Early in the film, Kevin confidently heads out to buy groceries, chats with the cashier like a grown adult, hands over a coupon and walks away feeling victorious. At the time, it just felt like a fun moment showing how independent he’d become. Watching it back now? Not so much.

Kevin’s shopping list is incredibly normal. We’re talking a TV dinner, a loaf of bread, frozen mac and cheese, cling film, half a gallon of milk, half a gallon of orange juice, laundry detergent, dryer sheets and a pack of toy army soldiers. Not exactly a massive weekly shop - just basics, plus a small treat.

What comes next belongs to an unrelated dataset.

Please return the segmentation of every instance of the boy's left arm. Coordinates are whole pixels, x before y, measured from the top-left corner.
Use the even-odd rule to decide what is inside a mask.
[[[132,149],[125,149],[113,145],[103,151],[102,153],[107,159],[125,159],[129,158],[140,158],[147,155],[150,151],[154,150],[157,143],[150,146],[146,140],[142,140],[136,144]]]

After using a $1 coupon, Kevin pays $19.83 - and even just adjusted for inflation, that amount would land $36.94 in 2025.
USA Today has crunched the numbers and its calculations reveal that the amount to purchase each item would be $52.95 before tax - an eye-watering 167 percent increase in 35 years.
Now, while that's pricey, it's still cheaper than what TikToker Geoffrey Lyons worked out when he marked up the exact same items in a supermarket back in 2023.
Running through the list, he revealed: “What does that come down to? The grand total of $63.73. Add on tax - $5.25 - and put it together, you get $68.99.”
Take away Kevin’s dollar coupon and you’re still looking at just under $68 for the same groceries - that’s nearly three and a half times what Kevin paid in the film.
So if you're out there, Mr Lyons, we need you to price up the same items from the same supermarket you visited two years ago and let us know what we're dealing with!